O Monte Everest registrou um feito histórico na última quarta-feira (20), quando 274 alpinistas alcançaram o topo da montanha pelo lado nepalês, estabelecendo o maior número de escaladores a atingir o pico em um único dia.
A informação foi confirmada por Rishi Bhandari, secretário-geral da Associação de Operadores de Expedições do Nepal. Segundo ele, o recorde anterior havia sido registrado em 22 de maio de 2019, quando 223 pessoas chegaram ao topo da montanha pelo mesmo lado.
Considerado o ponto mais alto do planeta, o Monte Everest possui 8.849 metros de altitude e está localizado na fronteira entre o Nepal e a região do Tibete, na China, permitindo expedições por ambos os lados da montanha.
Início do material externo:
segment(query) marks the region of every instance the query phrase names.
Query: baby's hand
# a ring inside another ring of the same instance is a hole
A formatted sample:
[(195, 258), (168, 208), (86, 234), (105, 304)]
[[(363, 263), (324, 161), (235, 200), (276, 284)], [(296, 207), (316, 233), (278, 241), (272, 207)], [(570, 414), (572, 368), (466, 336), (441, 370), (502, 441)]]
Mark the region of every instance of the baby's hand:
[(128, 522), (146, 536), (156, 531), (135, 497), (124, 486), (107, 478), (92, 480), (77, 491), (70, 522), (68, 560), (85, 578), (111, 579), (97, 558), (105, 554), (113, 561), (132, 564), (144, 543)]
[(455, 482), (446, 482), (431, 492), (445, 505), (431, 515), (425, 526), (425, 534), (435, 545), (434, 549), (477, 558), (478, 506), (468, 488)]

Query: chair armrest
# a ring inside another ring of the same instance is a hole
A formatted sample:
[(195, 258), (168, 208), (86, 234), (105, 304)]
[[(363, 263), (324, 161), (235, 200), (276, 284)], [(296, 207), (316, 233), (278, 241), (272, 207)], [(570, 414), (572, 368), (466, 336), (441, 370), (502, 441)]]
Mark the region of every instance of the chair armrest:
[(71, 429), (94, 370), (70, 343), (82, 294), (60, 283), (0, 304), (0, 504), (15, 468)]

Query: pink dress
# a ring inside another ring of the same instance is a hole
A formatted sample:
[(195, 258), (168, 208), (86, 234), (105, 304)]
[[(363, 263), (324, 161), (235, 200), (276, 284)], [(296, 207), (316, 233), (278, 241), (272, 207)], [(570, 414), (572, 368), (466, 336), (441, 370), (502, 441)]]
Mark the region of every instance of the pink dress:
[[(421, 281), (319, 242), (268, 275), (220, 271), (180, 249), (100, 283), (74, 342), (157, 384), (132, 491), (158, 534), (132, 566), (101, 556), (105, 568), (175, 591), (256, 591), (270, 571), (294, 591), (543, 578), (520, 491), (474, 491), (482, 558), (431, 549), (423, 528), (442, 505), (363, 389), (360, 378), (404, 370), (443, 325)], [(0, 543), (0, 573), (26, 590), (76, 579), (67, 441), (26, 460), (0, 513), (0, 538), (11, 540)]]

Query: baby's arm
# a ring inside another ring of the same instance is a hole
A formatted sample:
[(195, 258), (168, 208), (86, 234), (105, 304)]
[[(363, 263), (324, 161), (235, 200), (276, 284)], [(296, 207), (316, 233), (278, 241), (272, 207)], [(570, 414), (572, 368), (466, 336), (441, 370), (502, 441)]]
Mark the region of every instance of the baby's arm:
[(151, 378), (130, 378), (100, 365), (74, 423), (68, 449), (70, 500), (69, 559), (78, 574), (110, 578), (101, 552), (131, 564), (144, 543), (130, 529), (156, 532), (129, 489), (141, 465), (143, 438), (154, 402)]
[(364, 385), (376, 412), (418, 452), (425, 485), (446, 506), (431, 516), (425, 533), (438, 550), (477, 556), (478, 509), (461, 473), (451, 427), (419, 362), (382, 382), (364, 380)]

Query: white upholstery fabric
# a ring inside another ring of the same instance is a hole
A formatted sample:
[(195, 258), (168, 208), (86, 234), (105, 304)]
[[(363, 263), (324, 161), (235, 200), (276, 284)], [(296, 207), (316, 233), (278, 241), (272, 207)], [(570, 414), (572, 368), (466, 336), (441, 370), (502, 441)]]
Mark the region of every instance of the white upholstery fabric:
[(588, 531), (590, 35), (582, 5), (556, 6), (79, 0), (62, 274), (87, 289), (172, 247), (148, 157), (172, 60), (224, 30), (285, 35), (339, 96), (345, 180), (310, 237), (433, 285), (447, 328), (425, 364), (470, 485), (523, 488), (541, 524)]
Apesar da marca histórica, imagens divulgadas nas redes sociais chamaram atenção para outro problema recorrente: o grande volume de lixo deixado ao longo do percurso pelos alpinistas. O aumento do número de expedições reacendeu debates sobre os impactos ambientais e os desafios de preservação da região.

Autoridades locais e organizações ambientais alertam há anos sobre a necessidade de maior controle nas escaladas e de medidas mais rígidas para reduzir a poluição no Everest, que enfrenta problemas com resíduos, equipamentos abandonados e superlotação durante as temporadas de escalada.
Diante das críticas, o governo do Nepal reconheceu publicamente os riscos e afirmou que pretende implementar controles mais rígidos nas expedições, além de aumentar as taxas cobradas para escaladas no Everest.
Brasileiro participou do recorde
Entre os 274 alpinistas que chegaram ao topo estava o brasileiro Leonardo Pena, de 51 anos. Natural de Viçosa, em Minas Gerais, e atualmente morando em Belo Horizonte, ele integrou a equipe que participou do feito histórico na última quarta-feira (20).
A esposa dele, Laura D’Angelo, acompanha toda a expedição em tempo real por meio de GPS. Segundo ela, os alpinistas iniciaram a subida ainda durante a madrugada para aproveitar as melhores condições climáticas e tentar alcançar o topo em segurança.